Per una guida pratica su come documentare i requisiti, consulta il capitolato tecnico e documentazione requisiti. Per capire cosa valutare quando si sceglie un fornitore sul lungo periodo, leggi la sezione sul rischio vendor lock-in.
Valutazione per il tuo gestionale su misura
Se hai letto fin qui, hai un quadro chiaro dei range di prezzo e di cosa li determina. Il passo successivo è capire dove si colloca il tuo progetto specifico.
Prima di richiedere un preventivo, è utile avere documentato - anche in modo informale - i processi che vuoi digitalizzare, il numero di utenti coinvolti e i sistemi con cui il gestionale dovrà parlare. La guida su come valutare un preventivo per software aiuta a strutturare queste informazioni.

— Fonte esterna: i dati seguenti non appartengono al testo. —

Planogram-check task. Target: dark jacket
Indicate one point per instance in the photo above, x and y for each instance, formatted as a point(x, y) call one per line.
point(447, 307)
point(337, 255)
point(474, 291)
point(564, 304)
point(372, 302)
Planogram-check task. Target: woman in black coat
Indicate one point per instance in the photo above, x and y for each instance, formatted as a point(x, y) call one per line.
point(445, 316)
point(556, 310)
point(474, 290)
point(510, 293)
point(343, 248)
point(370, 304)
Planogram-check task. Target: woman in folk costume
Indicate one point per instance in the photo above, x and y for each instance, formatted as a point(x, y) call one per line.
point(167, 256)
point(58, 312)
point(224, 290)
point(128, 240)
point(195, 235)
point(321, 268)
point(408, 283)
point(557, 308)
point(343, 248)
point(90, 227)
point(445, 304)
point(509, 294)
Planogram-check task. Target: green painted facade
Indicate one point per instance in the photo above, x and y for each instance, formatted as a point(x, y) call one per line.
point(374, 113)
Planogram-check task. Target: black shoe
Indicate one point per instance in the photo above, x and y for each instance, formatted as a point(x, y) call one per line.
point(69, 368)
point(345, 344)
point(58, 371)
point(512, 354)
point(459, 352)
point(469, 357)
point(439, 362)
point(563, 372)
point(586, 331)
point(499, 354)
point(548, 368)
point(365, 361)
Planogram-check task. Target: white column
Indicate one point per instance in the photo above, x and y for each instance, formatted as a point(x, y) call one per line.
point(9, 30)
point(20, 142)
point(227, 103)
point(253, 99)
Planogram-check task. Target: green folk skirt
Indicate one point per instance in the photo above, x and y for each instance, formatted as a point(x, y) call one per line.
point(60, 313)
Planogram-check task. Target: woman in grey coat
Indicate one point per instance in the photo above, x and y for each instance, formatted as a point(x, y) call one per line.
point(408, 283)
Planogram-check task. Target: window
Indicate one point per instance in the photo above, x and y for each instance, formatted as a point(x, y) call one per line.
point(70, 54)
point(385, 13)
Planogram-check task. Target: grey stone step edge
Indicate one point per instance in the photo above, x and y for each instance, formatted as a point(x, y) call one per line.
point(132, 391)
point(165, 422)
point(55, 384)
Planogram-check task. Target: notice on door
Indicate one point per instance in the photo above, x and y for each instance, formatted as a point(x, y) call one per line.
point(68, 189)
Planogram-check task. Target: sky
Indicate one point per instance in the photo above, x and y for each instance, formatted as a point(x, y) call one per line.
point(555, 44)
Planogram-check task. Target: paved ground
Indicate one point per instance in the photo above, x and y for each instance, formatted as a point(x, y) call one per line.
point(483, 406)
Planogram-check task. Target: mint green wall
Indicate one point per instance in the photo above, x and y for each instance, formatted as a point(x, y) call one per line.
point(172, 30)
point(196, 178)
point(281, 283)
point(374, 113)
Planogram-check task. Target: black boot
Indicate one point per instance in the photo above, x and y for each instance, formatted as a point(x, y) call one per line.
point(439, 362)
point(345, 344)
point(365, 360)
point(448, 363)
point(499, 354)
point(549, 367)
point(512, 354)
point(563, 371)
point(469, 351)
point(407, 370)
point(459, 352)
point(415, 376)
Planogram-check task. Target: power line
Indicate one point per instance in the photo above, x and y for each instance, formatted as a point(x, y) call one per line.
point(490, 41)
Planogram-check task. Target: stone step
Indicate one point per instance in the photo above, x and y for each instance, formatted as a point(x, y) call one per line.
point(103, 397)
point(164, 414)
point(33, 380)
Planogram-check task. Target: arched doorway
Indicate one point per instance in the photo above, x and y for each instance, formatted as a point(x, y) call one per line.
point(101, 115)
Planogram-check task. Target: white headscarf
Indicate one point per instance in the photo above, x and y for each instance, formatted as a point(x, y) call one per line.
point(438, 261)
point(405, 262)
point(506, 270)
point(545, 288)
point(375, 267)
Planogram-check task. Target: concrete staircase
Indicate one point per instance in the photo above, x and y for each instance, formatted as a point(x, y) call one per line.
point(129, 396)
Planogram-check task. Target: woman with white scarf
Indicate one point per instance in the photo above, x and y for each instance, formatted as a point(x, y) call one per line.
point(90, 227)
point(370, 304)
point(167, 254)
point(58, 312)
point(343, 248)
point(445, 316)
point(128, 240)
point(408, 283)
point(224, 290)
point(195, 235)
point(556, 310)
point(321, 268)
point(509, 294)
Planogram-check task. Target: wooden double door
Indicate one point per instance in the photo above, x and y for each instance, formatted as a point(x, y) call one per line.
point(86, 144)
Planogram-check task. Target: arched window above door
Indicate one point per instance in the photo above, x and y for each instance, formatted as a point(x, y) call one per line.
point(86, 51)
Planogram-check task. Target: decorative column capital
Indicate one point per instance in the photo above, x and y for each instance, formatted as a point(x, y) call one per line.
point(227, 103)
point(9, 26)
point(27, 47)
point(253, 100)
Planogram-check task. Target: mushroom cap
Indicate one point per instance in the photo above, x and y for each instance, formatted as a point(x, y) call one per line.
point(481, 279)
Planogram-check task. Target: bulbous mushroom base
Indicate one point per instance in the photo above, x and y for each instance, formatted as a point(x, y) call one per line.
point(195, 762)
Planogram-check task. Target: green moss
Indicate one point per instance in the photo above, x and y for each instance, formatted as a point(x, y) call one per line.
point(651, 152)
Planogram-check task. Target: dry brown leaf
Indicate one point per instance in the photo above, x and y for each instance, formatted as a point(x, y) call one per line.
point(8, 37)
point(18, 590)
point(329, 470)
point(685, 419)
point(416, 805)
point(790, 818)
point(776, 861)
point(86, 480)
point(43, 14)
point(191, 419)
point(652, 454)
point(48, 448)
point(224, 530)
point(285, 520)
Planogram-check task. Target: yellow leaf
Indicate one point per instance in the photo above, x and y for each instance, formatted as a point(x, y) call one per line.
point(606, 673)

Un fornitore che pubblica range di prezzo con assunzioni esplicite sta dicendo una cosa precisa: sa stimare perché ha un processo per farlo. Un fornitore che risponde solo "dipende" a ogni domanda economica rende impossibile qualsiasi confronto informato.
Gestionale su Misura Light: €5.000 - 12.000
Il Gestionale su Misura Light di Nesso Digitale copre progetti a perimetro ristretto: 1-2 aree operative, nessuna integrazione complessa, requisiti definiti prima dell'avvio. La durata è 8-10 settimane dall'avvio effettivo.
Prerequisiti dichiarati:
- Processo target delimitato e un referente operativo disponibile
- Accesso a dati di esempio e regole di business prima dell'implementazione
Cosa è incluso:
- Discovery e specifiche funzionali
- Sviluppo e test
- 1 iterazione di revisione UI
- Handover documentato con runbook
Il range €5.000-12.000 si sposta verso il basso quando il perimetro è stretto e i requisiti sono stabili. Si sposta verso l'alto quando compaiono integrazioni esterne o quando la fase di discovery rivela complessità non emerse in fase di valutazione iniziale.
Scopri il Gestionale su Misura Light e richiedi una call esplorativa →
Se il tuo progetto sembra più complesso - più moduli, integrazioni legacy, team distribuito - richiedi una valutazione diretta: il referente tecnico italiano valuta il perimetro e indica quale modello è più adatto, senza impegno.
Aggiornato a giugno 2026.
Autore: Riccardo Sabatti - Founder, Nesso Digitale
FAQ
Quanto costa un gestionale su misura per una PMI italiana?
Il costo dipende da scope, numero di moduli e complessità dei processi da digitalizzare. Per un gestionale con 2 - 3 moduli e un processo operativo delimitato, il range realistico è €5.000 - 12.000 (offerta Gestionale su Misura Light di Nesso Digitale, durata 8 - 10 settimane). Progetti più articolati - con integrazioni esterne, flussi multi-reparto o migrazione dati complessa - possono superare i €30.000 - 100.000+. Se il tuo caso è ancora vago, una fase di discovery preliminare è il modo più affidabile per ottenere un preventivo fondato, non una stima a spanne.
In quanto tempo viene consegnato un gestionale su misura?
Per un progetto a scope ristretto - come quello incluso nel Gestionale su Misura Light di Nesso Digitale - il tempo stimato è 8 - 10 settimane dalla firma al go-live, a condizione che i requisiti siano stabili e che ci sia un referente operativo disponibile lato cliente. Requisiti che cambiano in corso d'opera o dati di partenza incompleti sono le cause principali di slittamento: per questo Nesso Digitale lavora con backlog prioritizzato e gestione formale delle change request fin dall'inizio.
Cosa serve avere pronto prima di avviare lo sviluppo di un gestionale personalizzato?
Prima di avviare lo sviluppo, Nesso Digitale richiede almeno tre elementi concreti: un referente operativo disponibile (non solo un decisore, ma chi conosce il processo nel dettaglio), un campione di dati reali o rappresentativi da usare durante l'implementazione, e le regole di business documentate o verificabili - ovvero le eccezioni, i casi limite e le logiche di calcolo che il gestionale dovrà gestire. Senza questi input, qualsiasi preventivo rimane provvisorio e il rischio di costi aggiuntivi aumenta in modo significativo.